# Introduction

##### In a city of your choice, if someone is looking to open a restaurant, where would you recommend that they open it? Similarly, if a contractor is trying to start their own business, where would you recommend that they setup their office?

For this assignment we're going to use the former statement in the question above and say that we have a client looking to open a restaurant in Detroit, Michigan, and they want to know the best location for it. We can narrow it down to a radius of 1/2 of a mile (~800m) from the heart of downtown (known as Campus Martius). Let's say this restaurant will be a seafood restaurant. Detroit has a wide variety of restaurants downtown and we'll be doing this research with the help of Foursquare and their vast location dataset on the city and its venues. By opening this new seafood restaurant this will allow citizens a wider variety to choose from when dining downtown and will generate revenue itself, surrounding venues, and for the city as a whole.

# Data

We'll be using the Foursquare API to request location data that we'll be using similarly to how we've used it in the New York and Toronto assignments. We'll start by specifying our initial location (Campus Martius) and setting our 800m radius, and then exploring the neighborhood for similar restaurants. We'll want to look for an area that has a decent amount of foot traffic and is decently far enough away from other seafood restaurants so the market in one area isn't over-saturated. We should take into consideration the sports arenas, casinos, and other entertainment venues as that will generate the most foot traffic. Main streets are ideal for cars driving by *and* foot traffic, but will most likely be more expensive to rent out. We'll try and find the fairest compromise for a neighborhood and see what the best option will be.
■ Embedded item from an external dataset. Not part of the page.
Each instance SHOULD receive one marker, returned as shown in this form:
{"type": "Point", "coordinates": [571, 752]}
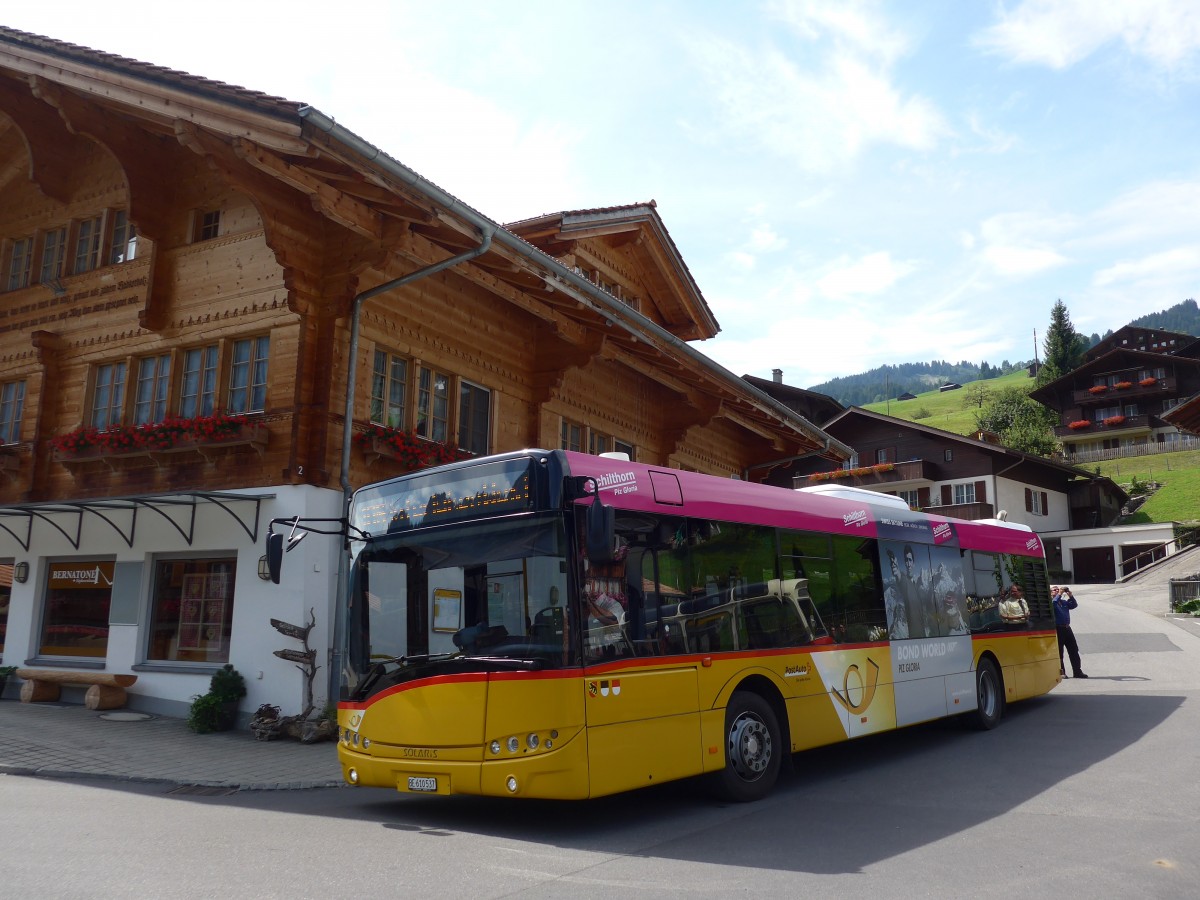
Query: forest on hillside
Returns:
{"type": "Point", "coordinates": [889, 382]}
Our relevant data needed to begin:
- `address`: `'Detroit, MI'`, but we'll be specifying Campus Martius using it's latitude and longitude.
- `Campus_lat` and `Campus_lon`: these are the latitude and longitude variable for Campus Martius to specify the heart of our city in question.

- `radius`: This will be set to 800 (in meters) to specify our target radius.
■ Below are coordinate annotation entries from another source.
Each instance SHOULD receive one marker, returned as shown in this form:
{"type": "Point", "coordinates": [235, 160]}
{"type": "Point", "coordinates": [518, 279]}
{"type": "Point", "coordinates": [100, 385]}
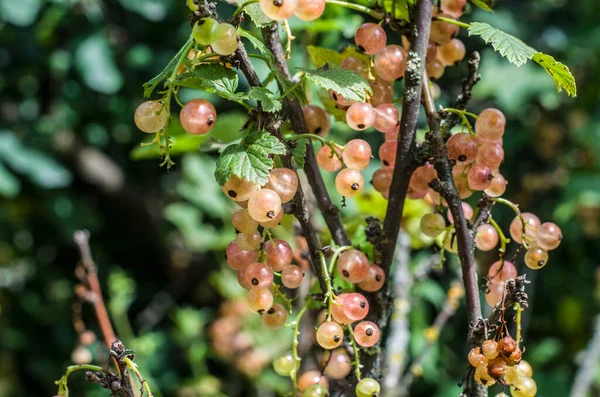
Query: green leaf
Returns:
{"type": "Point", "coordinates": [250, 159]}
{"type": "Point", "coordinates": [254, 11]}
{"type": "Point", "coordinates": [213, 78]}
{"type": "Point", "coordinates": [267, 99]}
{"type": "Point", "coordinates": [319, 56]}
{"type": "Point", "coordinates": [560, 73]}
{"type": "Point", "coordinates": [347, 83]}
{"type": "Point", "coordinates": [300, 153]}
{"type": "Point", "coordinates": [484, 4]}
{"type": "Point", "coordinates": [510, 47]}
{"type": "Point", "coordinates": [150, 85]}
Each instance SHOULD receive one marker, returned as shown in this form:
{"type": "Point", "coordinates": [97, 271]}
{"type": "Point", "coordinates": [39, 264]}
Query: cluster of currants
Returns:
{"type": "Point", "coordinates": [500, 361]}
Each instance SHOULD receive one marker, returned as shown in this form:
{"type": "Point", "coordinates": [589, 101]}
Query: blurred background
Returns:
{"type": "Point", "coordinates": [71, 75]}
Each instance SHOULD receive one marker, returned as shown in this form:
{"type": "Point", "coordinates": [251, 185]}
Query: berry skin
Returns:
{"type": "Point", "coordinates": [264, 205]}
{"type": "Point", "coordinates": [432, 225]}
{"type": "Point", "coordinates": [259, 300]}
{"type": "Point", "coordinates": [357, 154]}
{"type": "Point", "coordinates": [368, 387]}
{"type": "Point", "coordinates": [390, 63]}
{"type": "Point", "coordinates": [258, 275]}
{"type": "Point", "coordinates": [366, 333]}
{"type": "Point", "coordinates": [317, 120]}
{"type": "Point", "coordinates": [292, 276]}
{"type": "Point", "coordinates": [278, 10]}
{"type": "Point", "coordinates": [355, 306]}
{"type": "Point", "coordinates": [150, 116]}
{"type": "Point", "coordinates": [198, 116]}
{"type": "Point", "coordinates": [349, 182]}
{"type": "Point", "coordinates": [549, 236]}
{"type": "Point", "coordinates": [275, 317]}
{"type": "Point", "coordinates": [205, 31]}
{"type": "Point", "coordinates": [370, 38]}
{"type": "Point", "coordinates": [353, 266]}
{"type": "Point", "coordinates": [330, 335]}
{"type": "Point", "coordinates": [360, 116]}
{"type": "Point", "coordinates": [284, 364]}
{"type": "Point", "coordinates": [278, 254]}
{"type": "Point", "coordinates": [284, 182]}
{"type": "Point", "coordinates": [329, 161]}
{"type": "Point", "coordinates": [309, 10]}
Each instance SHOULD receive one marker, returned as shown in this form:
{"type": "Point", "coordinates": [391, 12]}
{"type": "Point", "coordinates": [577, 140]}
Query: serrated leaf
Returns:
{"type": "Point", "coordinates": [347, 83]}
{"type": "Point", "coordinates": [150, 85]}
{"type": "Point", "coordinates": [250, 159]}
{"type": "Point", "coordinates": [319, 56]}
{"type": "Point", "coordinates": [560, 73]}
{"type": "Point", "coordinates": [510, 47]}
{"type": "Point", "coordinates": [484, 4]}
{"type": "Point", "coordinates": [300, 153]}
{"type": "Point", "coordinates": [213, 78]}
{"type": "Point", "coordinates": [268, 100]}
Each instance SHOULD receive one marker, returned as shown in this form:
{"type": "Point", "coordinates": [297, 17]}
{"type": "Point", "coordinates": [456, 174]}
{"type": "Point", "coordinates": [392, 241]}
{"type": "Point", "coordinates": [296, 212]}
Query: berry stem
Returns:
{"type": "Point", "coordinates": [356, 361]}
{"type": "Point", "coordinates": [453, 22]}
{"type": "Point", "coordinates": [357, 7]}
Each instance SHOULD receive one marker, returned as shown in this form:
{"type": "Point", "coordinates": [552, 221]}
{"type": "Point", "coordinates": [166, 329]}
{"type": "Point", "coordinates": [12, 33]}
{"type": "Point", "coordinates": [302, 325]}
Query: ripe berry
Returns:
{"type": "Point", "coordinates": [353, 266]}
{"type": "Point", "coordinates": [366, 333]}
{"type": "Point", "coordinates": [278, 10]}
{"type": "Point", "coordinates": [360, 116]}
{"type": "Point", "coordinates": [349, 182]}
{"type": "Point", "coordinates": [370, 38]}
{"type": "Point", "coordinates": [275, 317]}
{"type": "Point", "coordinates": [198, 116]}
{"type": "Point", "coordinates": [357, 154]}
{"type": "Point", "coordinates": [264, 205]}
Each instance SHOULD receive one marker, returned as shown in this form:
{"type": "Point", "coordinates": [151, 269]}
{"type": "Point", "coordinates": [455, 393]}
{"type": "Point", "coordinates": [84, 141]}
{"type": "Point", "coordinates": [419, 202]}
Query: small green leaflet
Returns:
{"type": "Point", "coordinates": [347, 83]}
{"type": "Point", "coordinates": [519, 53]}
{"type": "Point", "coordinates": [560, 73]}
{"type": "Point", "coordinates": [509, 46]}
{"type": "Point", "coordinates": [150, 85]}
{"type": "Point", "coordinates": [484, 4]}
{"type": "Point", "coordinates": [267, 99]}
{"type": "Point", "coordinates": [250, 159]}
{"type": "Point", "coordinates": [212, 78]}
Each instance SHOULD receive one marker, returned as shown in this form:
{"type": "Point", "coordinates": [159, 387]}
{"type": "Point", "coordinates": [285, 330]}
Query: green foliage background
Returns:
{"type": "Point", "coordinates": [71, 75]}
###### Foursquare API variables
- `CLIENT_ID = 'client_id'` Foursquare ID
- `CLIENT_SECRET = 'client_secret'` Foursquare Secret key
- `VERSION = '20180605'` Foursquare API version
- `LIMIT = limit_num` Limit of number of venues returned by Foursquare API

---------------------------

From all the above data we'll then be able to collect a whole bunch of information by using the following URL and requesting Foursquare's information based on our query.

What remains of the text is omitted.